La santé mentale des étudiants postsecondaires, tant collégiaux qu’universitaires, constitue actuellement une préoccupation majeure autant en Amérique du Nord qu’en Europe. Au cours des deux dernières décennies, la prévalence des troubles d’adaptation et de santé mentale a fortement augmenté et s’est complexifiée au sein de cette population.

depression-collegepar Diane Marcotte, UQAM; Aude Villatte, UQO et Alexandra Potvin, Cégep Sorel-Tracy.

En effet, une étude indique qu’au cours d’une période de 13 ans, la proportion d’étudiants dépressifs et anxieux a doublé tandis que la proportion d’étudiants suicidaires a triplé. Cette augmentation du nombre de demandes de services et de la gravité des problématiques présentées est aussi confirmée par les professionnels concernés.

La transition secondaire-collégial

Lors de leur arrivée au collégial, les étudiants se trouvent confrontés à une liberté accrue, notamment en termes de choix de cours et de gestion de leur horaire, liberté qui nécessite du même coup davantage d’autocontrôle ou de discipline personnelle. Les jeunes qui n’ont pas développé une capacité d’autocontrôle suffisante, soit parce qu’ils n’ont pas été suffisamment encadrés par l’école et le milieu familial ou qui, au contraire, ont été soumis à un encadrement trop rigide, peuvent vivre des difficultés.

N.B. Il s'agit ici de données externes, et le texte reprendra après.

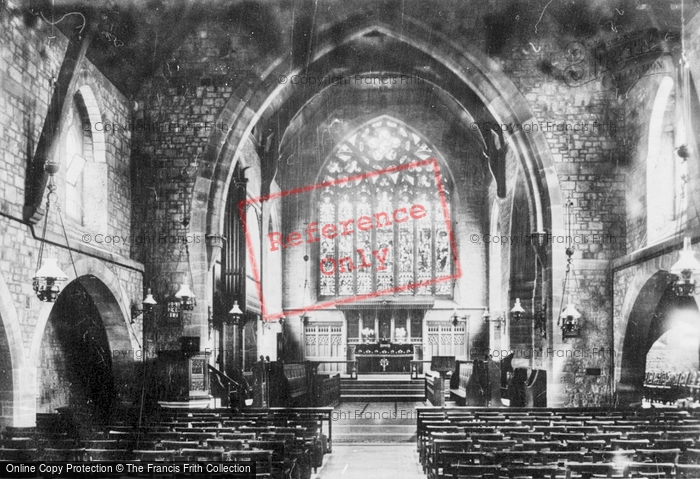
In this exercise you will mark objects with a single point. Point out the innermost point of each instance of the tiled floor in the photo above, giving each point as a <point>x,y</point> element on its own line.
<point>369,443</point>
<point>359,461</point>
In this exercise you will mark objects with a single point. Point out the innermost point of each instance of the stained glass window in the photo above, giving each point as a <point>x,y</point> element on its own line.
<point>398,239</point>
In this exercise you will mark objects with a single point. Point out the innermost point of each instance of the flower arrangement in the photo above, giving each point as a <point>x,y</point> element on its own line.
<point>400,334</point>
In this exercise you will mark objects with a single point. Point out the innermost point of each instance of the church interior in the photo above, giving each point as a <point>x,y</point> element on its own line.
<point>388,238</point>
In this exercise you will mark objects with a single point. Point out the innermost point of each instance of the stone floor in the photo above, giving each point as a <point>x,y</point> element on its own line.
<point>360,461</point>
<point>373,441</point>
<point>375,422</point>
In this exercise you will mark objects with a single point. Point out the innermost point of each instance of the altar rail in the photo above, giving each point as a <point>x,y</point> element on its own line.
<point>301,385</point>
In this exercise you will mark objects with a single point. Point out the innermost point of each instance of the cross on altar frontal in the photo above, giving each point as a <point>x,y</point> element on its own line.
<point>384,363</point>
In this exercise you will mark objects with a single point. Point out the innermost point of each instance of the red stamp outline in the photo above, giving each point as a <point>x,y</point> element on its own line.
<point>349,299</point>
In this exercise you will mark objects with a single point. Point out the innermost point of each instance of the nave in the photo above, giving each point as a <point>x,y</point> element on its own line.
<point>443,443</point>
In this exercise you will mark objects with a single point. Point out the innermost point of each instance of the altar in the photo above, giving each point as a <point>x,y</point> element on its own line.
<point>378,358</point>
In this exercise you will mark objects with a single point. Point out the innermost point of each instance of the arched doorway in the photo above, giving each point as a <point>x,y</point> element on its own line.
<point>658,315</point>
<point>75,359</point>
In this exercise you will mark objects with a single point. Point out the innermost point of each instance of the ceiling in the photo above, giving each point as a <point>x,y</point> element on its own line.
<point>134,38</point>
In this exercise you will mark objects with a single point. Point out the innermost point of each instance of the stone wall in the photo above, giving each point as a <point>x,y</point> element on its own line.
<point>30,55</point>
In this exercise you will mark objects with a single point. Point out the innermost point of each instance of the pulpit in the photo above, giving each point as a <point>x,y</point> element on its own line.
<point>384,358</point>
<point>188,379</point>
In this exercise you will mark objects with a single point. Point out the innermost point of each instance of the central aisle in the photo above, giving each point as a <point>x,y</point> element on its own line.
<point>359,461</point>
<point>373,440</point>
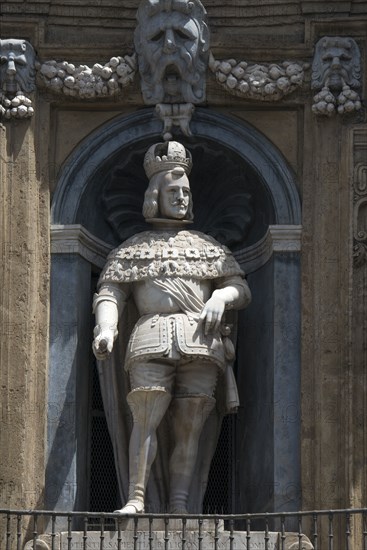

L’accroissement de la charge de travail à accomplir à l’extérieur des cours, les exigences académiques plus grandes et la nécessité de préciser son choix vocationnel pourraient également contribuer à déstabiliser ces nouveaux étudiants. D’un point de vue individuel, ces difficultés pourraient s’expliquer par un fossé trop important entre les exigences d’une double transition, soit vers l’âge adulte d’une part et vers l’enseignement postsecondaire d’autre part, et les capacités adaptatives de certains étudiants.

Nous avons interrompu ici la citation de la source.